We must separate any issues we have embodying our highest and biggest self from pricing. The sooner you can do that, the better off you, and your students, will be.

You can determine the appropriate price of your offerings by looking at your level of study, your amount of experience, how busy you are and the market rate in your area. All of those things combined together make up the price of the product and that has nothing to do with your worth.

Here is some super actionable advice—–>

If you are undercharging for your private lessons here is how I recommend you raise your rates:

  • send your clients an email, so they can have some space to process any upset emotions privately first
  • make clear in the email that you can and want to talk about it when you see each other next

In general when talking about money:

  • the less you say the better
  • you don’t need to explain why you’re raising your rate
  • you have to take your seat as the leader, you don’t want to make your client  feel worried about you
  • you can just say in a clear and loving way, I love working with you and this is my new price

There is a small chance you will lose a client.

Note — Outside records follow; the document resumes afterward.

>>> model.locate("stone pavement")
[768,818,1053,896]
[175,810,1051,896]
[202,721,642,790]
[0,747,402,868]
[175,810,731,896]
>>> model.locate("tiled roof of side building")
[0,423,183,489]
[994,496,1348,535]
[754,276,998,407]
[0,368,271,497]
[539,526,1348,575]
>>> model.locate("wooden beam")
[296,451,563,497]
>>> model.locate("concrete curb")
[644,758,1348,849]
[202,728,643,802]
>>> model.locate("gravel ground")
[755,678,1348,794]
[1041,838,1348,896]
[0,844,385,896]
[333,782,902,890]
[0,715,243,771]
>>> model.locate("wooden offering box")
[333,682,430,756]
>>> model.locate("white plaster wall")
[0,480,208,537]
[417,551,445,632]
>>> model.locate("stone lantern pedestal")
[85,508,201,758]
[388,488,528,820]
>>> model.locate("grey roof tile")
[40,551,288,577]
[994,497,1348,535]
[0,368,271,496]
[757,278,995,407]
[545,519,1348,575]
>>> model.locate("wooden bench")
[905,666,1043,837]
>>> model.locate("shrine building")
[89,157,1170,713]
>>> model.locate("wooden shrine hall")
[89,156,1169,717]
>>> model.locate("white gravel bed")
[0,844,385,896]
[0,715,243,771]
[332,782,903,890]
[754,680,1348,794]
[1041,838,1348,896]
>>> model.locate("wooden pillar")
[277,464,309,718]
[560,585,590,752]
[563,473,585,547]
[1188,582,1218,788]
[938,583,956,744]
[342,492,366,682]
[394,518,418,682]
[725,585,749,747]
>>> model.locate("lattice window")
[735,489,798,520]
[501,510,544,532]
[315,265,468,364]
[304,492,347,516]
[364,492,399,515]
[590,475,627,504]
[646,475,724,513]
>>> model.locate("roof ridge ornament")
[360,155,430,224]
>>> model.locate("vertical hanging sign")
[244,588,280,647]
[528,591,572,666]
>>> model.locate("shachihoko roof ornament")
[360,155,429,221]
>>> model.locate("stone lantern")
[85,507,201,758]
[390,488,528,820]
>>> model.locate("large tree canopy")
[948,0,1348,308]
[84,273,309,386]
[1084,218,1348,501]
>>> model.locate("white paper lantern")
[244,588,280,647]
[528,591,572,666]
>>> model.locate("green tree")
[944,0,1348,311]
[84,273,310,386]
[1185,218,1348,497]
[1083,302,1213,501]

But you do not need to worry about upsetting anyone. You must be clear and strong and firm and loving in the way you tell people about raising your rates. If you do that, your students will respect and appreciate you.

Sometimes you have to teach people how to treat you by carrying yourself with clarity and strength even if you’re not totally sure you will be treated with respect in return.

Do you guys want to see a sample Price Increase Letter?? Here ya go:

Dear XXXX,

I love working with you so much and I am so proud of the changes you have made:

    • like X
    • And Y
    • And Z

I am writing to let you know that as of January 1st my rate for all private lessons is increasing to XYZ.

 {Give a big long lead up to this guys, at least one month and three months would be even better.}

I am more than happy to offer you a special package to help ease this transition. If you would like to buy a package of {insert big package of whatever feels comfortable for you, 10, 15 or 20} lessons let me know and I can set that up for you!

Here are some things I am really excited to work with you on in 2017:

    • X
    • Y
    • Z

I am so excited to continue working with you! Please let me know how this is landing for you, and we can certainly talk about it in person when I see you for our next lesson.

With love,


Does that help? What other questions come up for you around this? Comment below and ask away! Next time on the blog I’m going to going to give you some ideas about the extra special things you can do in your teaching to help you feel stronger in charging your clients the higher price point that a 1×1 lesson necessitates

12 Responses to “Raising Rates is NOT About What You Are Worth”

  1. Rachel Taylor

    Thank you so much for stating the piece about separating self-worth from product price. The intimate setting of teaching yoga can make the lines blurry.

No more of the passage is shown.